Remarqué pour Y TU MAMA TAMBIEN, film générationnel mexicain (donc avec Gael García Bernal) potache et sympa, Alfonso Cuarón s’est mis à l’abri du besoin en réalisant un des trop nombreux épisodes des aventures du magicien bigleux (HARRY POTTER ET LE PRISONNIER D’AZKABAN) et semble depuis se concentrer sur des projets autrement plus ambitieux. Il a surpris son monde en réalisant le maître-étalon du film d’anticipation de ce début de XXIème siècle : LES FILS DE L’HOMME. Désespéré, sale, fauché (sérieux, Alfonso, tu veux vraiment nous faire croire qu’il y aura des Renault Avantime dans le futur ?), il a ancré la mode des films qui projettent l’état de crise actuel dans le futur.

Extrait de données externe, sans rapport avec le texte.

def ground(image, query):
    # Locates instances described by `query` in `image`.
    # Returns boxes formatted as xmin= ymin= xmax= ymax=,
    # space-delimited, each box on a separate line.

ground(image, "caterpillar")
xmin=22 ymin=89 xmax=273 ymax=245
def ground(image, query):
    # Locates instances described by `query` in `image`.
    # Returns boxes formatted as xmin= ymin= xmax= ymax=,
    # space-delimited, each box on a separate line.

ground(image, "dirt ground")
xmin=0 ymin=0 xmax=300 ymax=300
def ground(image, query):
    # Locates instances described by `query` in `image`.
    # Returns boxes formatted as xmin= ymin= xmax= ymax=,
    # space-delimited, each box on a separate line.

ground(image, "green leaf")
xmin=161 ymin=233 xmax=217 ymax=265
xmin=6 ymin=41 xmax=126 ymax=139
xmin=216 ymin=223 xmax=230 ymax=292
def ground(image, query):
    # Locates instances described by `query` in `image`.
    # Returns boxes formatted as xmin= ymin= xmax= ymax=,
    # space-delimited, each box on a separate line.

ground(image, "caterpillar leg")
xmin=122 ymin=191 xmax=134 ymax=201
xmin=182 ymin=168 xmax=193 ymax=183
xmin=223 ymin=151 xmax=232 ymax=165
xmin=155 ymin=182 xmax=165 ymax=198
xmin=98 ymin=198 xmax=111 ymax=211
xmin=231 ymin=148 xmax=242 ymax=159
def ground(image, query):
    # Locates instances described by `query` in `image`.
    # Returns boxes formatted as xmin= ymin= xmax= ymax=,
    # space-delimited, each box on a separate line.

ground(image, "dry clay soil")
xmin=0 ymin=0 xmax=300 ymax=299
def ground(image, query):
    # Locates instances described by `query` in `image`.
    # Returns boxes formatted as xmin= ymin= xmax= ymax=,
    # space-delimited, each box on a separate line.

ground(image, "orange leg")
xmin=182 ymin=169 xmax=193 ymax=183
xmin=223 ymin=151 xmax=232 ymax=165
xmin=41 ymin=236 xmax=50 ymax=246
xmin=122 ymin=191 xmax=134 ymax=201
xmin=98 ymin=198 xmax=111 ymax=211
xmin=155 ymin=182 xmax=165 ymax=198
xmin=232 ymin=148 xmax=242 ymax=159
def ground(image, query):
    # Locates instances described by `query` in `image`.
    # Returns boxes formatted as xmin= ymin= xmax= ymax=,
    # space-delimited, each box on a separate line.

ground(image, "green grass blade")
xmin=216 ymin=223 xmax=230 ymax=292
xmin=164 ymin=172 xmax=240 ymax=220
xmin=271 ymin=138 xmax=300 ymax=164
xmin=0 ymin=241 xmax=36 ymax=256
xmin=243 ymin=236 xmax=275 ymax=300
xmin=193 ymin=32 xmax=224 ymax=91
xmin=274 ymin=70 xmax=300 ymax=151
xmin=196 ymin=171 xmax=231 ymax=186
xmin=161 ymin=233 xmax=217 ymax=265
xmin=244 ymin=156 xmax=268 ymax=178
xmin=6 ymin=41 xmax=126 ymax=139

Il s’attaque désormais à l’autre mamelle du cinéma de SF : le film dans l’espace. Depuis 45 ans et 2001 – L’ODYSSÉE DE L’ESPACE de Stanley Kubrick, la SF n’est plus la même et tout réalisateur digne de ce nom rêve de s’y frotter un jour. Alfonso Cuarón semble d’ailleurs avoir choisi la même approche, en usant de longs plans et de mouvements de caméra très lents, qui participent à rendre l’ensemble classe. Du moins au début. La première scène, un plan-séquence d’un quart d’heure, est à ce titre remarquable : on s’approche très lentement d’une navette spatiale et puis on tourne autour, en suivant Sandra Bullock s’affairer à l’extérieur de la navette et un George Clooney qui virevolte autour d’eux. En toile de fond, la Terre (sous son meilleur angle), sans qu’on parvienne toujours à identifier « au-dessus » de quoi on est, la caméra tournoyante brouillant nos repères.

Photo du film GRAVITY

Sandra Bullock et George Clooney sont en effet les deux seuls acteurs du film. La première est généralement une bonne raison de ne pas aller au cinéma mais s’en tire finalement plutôt bien, presque sobre et crédible. Mr. Nespresso revient à la SF après le trop méconnu mais immense SOLARIS et est en pilote automatique : oeil qui frise, sourire en coin, séducteur et taquin. On aperçoit bien d’autres membres d’équipage s’activer derrière eux mais on ne verra jamais leur visage. Enfin si, une fois, mais vous le regretterez. Il y a bien un autre acteur connu qui a participé, Ed Harris en l’occurrence, mais il n’est présent que par une voix off, dans le maintenant célèbre rôle de « Houston, on a un problème ». Car il va y en avoir, des problèmes, même une accumulation. Si le titre renvoie aux lois de la physique, le scénario démontre que la loi de Murphy (plus connue sous le nom de « loi de l’emmerdement maximal ») est bien plus puissante.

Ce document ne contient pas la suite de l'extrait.